GRAND RAPIDS — The announcement yesterday that Family Christian Stores plans to close all 240 of its stores in 36 states sent shockwaves through an already struggling industry.
That’s according to Sue Smith, chairman of the board for the Colorado Springs-based Christian Booksellers Association and a store manager at Baker Publishing Group, a Christian book publisher in Ada.
“It’s going to hurt Christian publications throughout the industry,” Smith said. “They had 240 stores all across the nation. That scattering of retail was very healthy for publishers, and it gave them leverage (over) other internet sales. Now that leverage is gone and it’s going to hurt sales in the future.”
Family Christian — the country’s largest retailer of Christian books and gifts — falls in line with a much larger retail trend. Legacy brick-and-mortar retailers have tried to cater to the widest possible demographic at a time when people are turning to online sellers like Amazon for their commodity shopping.
According to Smith, Family Christian Stores in recent years appeared to put far less focus on books and instead emphasized gifts and other merchandise, which sell at a higher profit margin.
“It’s just a really hard industry,” Smith said. “People are reading less and shopping with Amazon more, which just hurts the overall industry. There’s (fewer) people going to stores in general. It’s hurting all of us.”
Nonetheless, some real estate industry stakeholders believe the reports of the death of brick-and-mortar retail stores are greatly exaggerated.
“This has more to do with systemic financial issues that (Family Christian and MC Sports) have had over the years than the general retail climate,” said Rod Alderink, a partner focused on the retail segment at Grand Rapids-based commercial real estate brokerage NAI Wisinski of West Michigan. “We’re very bullish on retail.”

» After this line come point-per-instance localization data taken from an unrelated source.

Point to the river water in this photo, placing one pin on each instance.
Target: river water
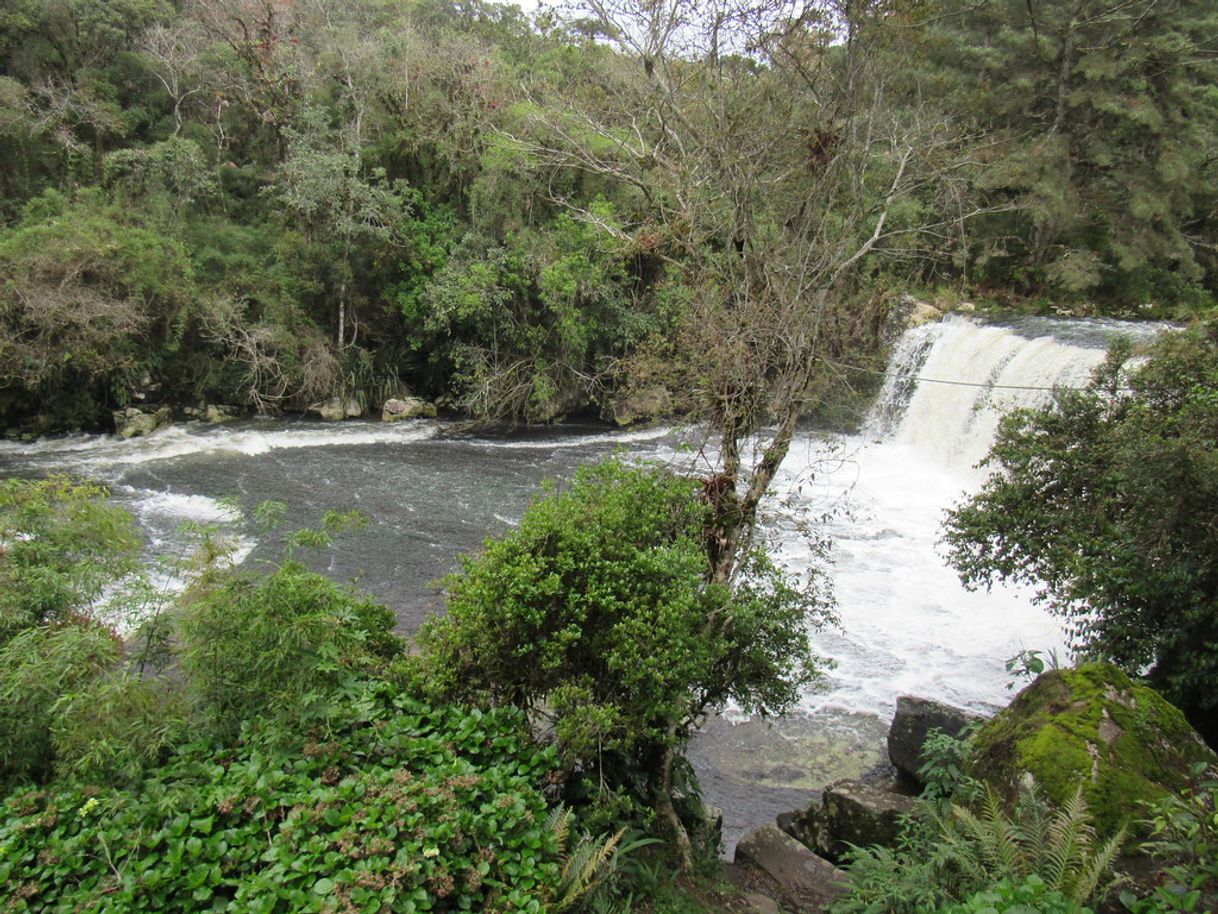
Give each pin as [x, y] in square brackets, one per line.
[434, 491]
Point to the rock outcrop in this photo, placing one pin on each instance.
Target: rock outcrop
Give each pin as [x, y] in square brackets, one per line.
[407, 407]
[337, 408]
[809, 879]
[849, 813]
[133, 423]
[643, 405]
[1091, 726]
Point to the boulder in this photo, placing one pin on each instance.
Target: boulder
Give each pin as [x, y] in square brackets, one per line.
[920, 312]
[1093, 726]
[333, 410]
[914, 722]
[850, 813]
[337, 408]
[407, 407]
[218, 414]
[133, 423]
[643, 405]
[798, 871]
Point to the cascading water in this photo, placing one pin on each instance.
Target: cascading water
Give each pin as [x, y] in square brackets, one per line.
[906, 625]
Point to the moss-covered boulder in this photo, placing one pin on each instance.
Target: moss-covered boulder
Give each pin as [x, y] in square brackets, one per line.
[1091, 725]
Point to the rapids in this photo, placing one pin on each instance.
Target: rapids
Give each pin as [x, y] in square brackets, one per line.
[432, 491]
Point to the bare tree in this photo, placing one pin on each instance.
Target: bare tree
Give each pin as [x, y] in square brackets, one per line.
[770, 165]
[173, 54]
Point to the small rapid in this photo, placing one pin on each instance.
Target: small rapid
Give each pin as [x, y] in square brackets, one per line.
[432, 491]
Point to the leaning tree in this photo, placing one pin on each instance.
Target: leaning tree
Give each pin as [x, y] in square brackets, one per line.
[769, 166]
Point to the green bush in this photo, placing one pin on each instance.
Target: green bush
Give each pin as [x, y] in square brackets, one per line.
[392, 807]
[38, 667]
[594, 614]
[278, 645]
[60, 546]
[948, 854]
[1032, 896]
[1184, 839]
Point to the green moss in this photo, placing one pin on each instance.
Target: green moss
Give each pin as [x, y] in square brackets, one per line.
[1091, 725]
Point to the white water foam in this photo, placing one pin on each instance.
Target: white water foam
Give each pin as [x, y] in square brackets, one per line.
[906, 623]
[190, 439]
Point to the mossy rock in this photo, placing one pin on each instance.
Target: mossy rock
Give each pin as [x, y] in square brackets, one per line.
[1091, 725]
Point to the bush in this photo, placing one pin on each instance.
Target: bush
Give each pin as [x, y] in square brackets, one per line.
[1184, 837]
[1105, 500]
[596, 614]
[1032, 896]
[37, 668]
[394, 807]
[950, 854]
[278, 645]
[60, 546]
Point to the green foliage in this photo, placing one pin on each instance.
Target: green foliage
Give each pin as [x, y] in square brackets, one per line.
[946, 763]
[1095, 728]
[957, 856]
[278, 646]
[394, 807]
[61, 545]
[1032, 896]
[38, 667]
[596, 613]
[115, 726]
[1104, 499]
[1184, 841]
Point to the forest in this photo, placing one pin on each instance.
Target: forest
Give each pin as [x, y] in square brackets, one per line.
[268, 205]
[619, 211]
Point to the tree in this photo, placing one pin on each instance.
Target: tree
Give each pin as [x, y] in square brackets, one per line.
[596, 614]
[766, 167]
[1105, 124]
[1106, 500]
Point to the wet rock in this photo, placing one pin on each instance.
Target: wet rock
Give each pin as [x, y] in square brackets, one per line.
[407, 407]
[914, 722]
[761, 903]
[1093, 726]
[134, 423]
[644, 405]
[849, 813]
[337, 408]
[218, 414]
[813, 880]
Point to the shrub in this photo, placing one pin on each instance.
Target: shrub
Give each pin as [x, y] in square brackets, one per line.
[596, 614]
[1032, 896]
[278, 645]
[61, 544]
[394, 807]
[949, 854]
[37, 668]
[1184, 837]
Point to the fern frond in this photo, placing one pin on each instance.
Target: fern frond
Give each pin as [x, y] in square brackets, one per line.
[1089, 881]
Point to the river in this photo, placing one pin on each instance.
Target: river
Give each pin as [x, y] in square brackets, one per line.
[432, 491]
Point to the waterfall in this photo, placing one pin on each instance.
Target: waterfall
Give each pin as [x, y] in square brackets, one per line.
[950, 383]
[908, 625]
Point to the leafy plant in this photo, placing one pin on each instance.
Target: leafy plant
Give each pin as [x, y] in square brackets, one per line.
[1184, 837]
[946, 854]
[946, 761]
[278, 645]
[1031, 896]
[596, 614]
[61, 545]
[392, 807]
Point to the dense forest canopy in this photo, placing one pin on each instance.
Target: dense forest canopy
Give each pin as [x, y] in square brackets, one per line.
[268, 204]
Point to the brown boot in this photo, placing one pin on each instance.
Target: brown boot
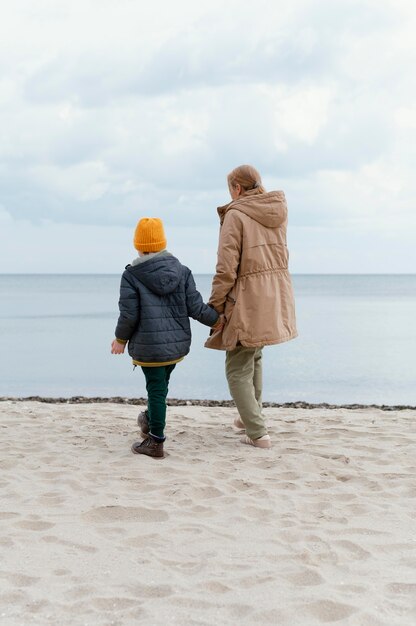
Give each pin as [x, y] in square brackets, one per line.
[143, 422]
[149, 446]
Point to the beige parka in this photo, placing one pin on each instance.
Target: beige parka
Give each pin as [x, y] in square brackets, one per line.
[252, 286]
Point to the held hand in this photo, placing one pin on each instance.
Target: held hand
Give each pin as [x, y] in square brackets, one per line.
[117, 348]
[220, 323]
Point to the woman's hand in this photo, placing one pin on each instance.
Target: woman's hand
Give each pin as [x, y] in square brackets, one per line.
[219, 324]
[117, 347]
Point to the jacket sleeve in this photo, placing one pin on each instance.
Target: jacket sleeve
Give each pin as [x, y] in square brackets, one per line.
[196, 307]
[228, 260]
[129, 306]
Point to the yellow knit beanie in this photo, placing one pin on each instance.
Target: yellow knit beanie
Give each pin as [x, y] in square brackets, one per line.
[149, 235]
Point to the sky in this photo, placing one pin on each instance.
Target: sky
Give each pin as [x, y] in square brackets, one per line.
[113, 110]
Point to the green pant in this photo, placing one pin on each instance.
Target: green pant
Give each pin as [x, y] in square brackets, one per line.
[243, 367]
[157, 383]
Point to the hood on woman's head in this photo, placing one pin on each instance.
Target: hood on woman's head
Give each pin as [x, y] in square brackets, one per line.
[248, 178]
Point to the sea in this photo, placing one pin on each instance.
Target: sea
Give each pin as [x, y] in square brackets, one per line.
[356, 344]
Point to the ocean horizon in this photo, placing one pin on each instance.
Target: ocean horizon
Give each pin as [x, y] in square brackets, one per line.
[356, 343]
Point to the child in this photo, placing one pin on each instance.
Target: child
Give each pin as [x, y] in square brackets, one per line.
[157, 297]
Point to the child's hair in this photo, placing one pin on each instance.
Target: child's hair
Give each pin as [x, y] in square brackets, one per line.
[248, 177]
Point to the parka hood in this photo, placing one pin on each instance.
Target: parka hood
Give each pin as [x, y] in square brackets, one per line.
[161, 274]
[269, 209]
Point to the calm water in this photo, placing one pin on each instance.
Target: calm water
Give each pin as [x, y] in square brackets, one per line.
[357, 342]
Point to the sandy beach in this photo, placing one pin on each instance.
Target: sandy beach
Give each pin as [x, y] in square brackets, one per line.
[320, 529]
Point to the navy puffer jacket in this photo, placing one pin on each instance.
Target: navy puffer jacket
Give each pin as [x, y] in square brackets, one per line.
[157, 297]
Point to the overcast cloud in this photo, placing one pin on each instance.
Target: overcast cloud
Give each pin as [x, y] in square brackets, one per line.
[112, 110]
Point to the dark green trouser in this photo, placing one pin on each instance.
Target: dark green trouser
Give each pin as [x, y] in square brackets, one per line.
[157, 383]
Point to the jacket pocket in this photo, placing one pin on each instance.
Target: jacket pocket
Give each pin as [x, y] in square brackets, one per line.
[229, 307]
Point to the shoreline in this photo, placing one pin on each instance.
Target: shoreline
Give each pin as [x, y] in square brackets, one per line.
[204, 403]
[319, 529]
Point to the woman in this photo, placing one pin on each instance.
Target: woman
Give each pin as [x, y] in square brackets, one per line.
[253, 290]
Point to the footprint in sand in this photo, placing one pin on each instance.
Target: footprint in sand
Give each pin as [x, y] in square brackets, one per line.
[307, 578]
[19, 580]
[35, 525]
[328, 611]
[115, 513]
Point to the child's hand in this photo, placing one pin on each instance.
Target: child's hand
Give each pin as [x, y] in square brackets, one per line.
[117, 347]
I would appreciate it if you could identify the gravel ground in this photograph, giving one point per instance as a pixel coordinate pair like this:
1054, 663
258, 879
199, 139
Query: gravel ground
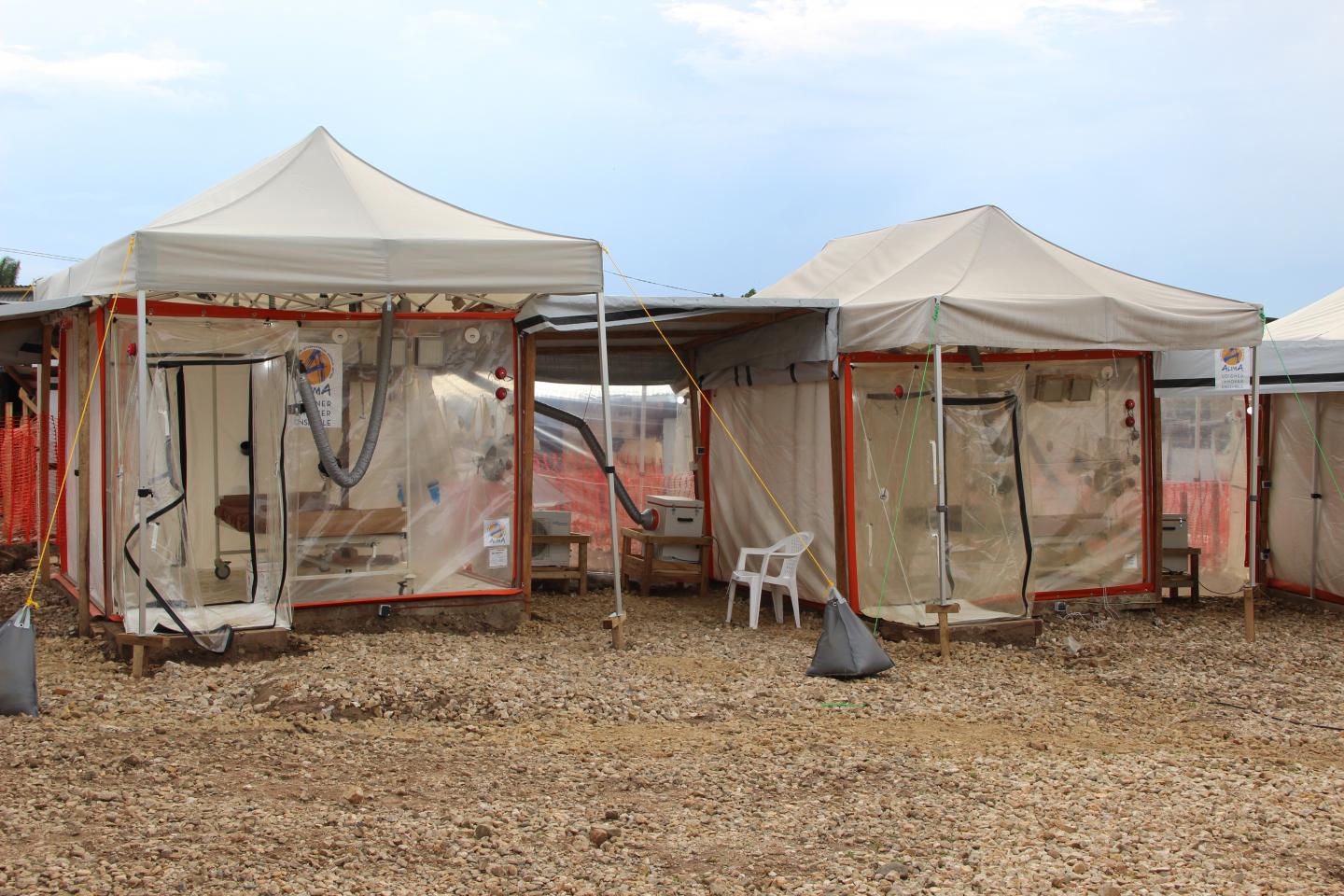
700, 761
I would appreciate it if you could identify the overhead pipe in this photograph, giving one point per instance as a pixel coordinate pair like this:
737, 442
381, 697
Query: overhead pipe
645, 519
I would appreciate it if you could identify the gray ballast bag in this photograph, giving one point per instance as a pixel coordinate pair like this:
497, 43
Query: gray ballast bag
18, 665
846, 648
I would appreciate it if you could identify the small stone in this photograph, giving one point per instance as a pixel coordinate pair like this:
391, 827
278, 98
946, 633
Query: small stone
891, 871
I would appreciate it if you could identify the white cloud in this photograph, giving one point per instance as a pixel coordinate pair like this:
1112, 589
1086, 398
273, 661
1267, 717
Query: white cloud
824, 27
21, 70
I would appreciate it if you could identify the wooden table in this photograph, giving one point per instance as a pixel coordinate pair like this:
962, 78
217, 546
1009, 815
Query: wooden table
1187, 577
565, 572
648, 568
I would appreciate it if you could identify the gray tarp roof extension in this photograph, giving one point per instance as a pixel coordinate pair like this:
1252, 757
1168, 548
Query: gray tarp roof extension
769, 347
1303, 352
999, 284
317, 219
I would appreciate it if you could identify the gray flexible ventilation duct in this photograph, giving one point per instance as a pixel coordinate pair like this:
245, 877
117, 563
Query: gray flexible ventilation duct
330, 467
643, 517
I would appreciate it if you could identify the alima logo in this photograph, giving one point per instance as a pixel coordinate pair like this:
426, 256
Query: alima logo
317, 364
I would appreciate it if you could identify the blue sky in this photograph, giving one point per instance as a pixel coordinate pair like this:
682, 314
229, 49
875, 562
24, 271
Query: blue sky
715, 144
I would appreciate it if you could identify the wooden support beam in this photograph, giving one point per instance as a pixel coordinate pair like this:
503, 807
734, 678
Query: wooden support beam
45, 419
944, 610
525, 402
745, 328
837, 504
82, 333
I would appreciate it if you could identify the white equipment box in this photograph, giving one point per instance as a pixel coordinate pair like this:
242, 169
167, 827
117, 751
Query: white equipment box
550, 523
678, 516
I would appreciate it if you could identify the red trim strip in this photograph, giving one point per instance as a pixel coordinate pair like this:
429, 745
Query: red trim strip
1301, 590
405, 598
1147, 448
851, 547
159, 308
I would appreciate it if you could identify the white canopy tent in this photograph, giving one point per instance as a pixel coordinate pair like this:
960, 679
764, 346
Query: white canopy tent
316, 227
1303, 359
316, 219
977, 278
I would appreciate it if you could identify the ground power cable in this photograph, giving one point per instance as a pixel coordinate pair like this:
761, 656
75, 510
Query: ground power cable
695, 385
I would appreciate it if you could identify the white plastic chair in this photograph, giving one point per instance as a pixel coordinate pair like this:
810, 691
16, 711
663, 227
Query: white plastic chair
787, 553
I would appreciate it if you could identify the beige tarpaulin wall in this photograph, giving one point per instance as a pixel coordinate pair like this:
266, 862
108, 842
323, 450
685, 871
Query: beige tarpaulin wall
787, 433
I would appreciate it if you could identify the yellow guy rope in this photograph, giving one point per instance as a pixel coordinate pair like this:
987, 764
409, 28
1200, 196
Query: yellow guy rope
74, 441
695, 385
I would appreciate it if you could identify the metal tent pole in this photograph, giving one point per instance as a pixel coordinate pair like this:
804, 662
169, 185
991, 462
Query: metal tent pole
617, 620
940, 474
141, 442
1253, 500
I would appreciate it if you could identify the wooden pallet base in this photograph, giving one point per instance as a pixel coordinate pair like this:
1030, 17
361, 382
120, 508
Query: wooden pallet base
1011, 632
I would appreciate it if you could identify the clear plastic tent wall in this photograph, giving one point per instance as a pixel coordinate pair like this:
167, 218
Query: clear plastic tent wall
244, 525
1204, 480
651, 428
1039, 449
1303, 532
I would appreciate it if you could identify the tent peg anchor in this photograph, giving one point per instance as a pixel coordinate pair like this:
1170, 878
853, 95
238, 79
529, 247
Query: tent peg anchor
616, 623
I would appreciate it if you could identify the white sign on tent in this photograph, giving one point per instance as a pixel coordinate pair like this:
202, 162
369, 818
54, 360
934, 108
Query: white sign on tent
1231, 369
321, 363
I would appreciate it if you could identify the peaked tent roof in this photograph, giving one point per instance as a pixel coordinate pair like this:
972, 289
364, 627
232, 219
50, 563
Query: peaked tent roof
1303, 352
999, 284
1323, 318
317, 219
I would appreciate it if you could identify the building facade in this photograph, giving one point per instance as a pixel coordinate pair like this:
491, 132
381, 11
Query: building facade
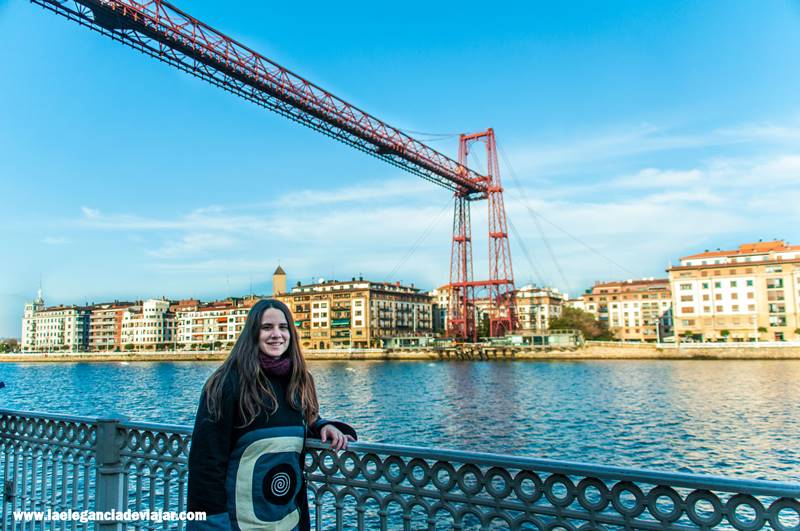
536, 307
149, 324
357, 314
105, 326
634, 310
747, 294
56, 328
212, 325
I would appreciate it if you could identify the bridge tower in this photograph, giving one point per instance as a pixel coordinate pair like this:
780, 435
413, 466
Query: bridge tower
500, 285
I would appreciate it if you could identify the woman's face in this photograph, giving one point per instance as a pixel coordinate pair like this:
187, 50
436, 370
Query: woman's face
273, 337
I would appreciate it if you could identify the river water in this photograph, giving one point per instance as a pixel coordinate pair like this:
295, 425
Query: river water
731, 418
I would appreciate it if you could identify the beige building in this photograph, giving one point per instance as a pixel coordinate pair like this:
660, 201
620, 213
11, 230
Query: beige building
747, 294
278, 281
105, 325
634, 310
148, 324
215, 324
536, 307
357, 314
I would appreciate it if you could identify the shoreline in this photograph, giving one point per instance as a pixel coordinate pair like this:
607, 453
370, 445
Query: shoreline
613, 351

But many legacy West Michigan retailers have struggled in recent years. To that end, Family Christian was the second Grand Rapids-based retailer to announce its intentions to close locations in less than two weeks.
As MiBiz reported, sporting goods retailer MC Sports filed Chapter 11 bankruptcy in the U.S. Bankruptcy Court of Western Michigan with plans to begin liquidating inventory and closing its 68 stores across the Midwest.
MC Sports failed to strike a deal with trade creditors, vendors and landlords to restructure the company’s balance sheet, opting instead to file for bankruptcy and liquidate its stores.
It’s a familiar process for Family Christian Stores, which two years ago went through a contentious bankruptcy process of its own.
Following the company’s emergence from Chapter 11, Family Christian executives said they thought they had a business model that would allow it to return to modest growth.
“We have a five-year plan and we don’t believe it’s double-digit growth,” Family Christian CEO Chuck Bengochea told MiBiz in 2015 following the company’s emergence from bankruptcy. “We believe there is single-digit growth, which the (Christian retailing) industry has not been experiencing, but we believe we can do that. Our model is very healthy. We have new stores in the model and good EBITDA earnings growth. But it’s not a high-growth business.”
Attempts to reach Family Christian executives were not successful.
Family Christian and MC Sports join other national, legacy retailers like J.C. Penney and Sears that have either announced plans to close a significant number of stores or have shut down locations.
According to Smith at Baker Publishing, savvy retailers can still find a path to success. However, it requires them to focus on a niche group of users, rather than trying to be all things to all people.
“You can get books anywhere, even with Family Christian gone,” she said. “It’s about who you want in your community, having connections to churches, having authors in your stores. When people walk in your store, they should feel a love of books. I don’t believe Family Christian exhibited that.”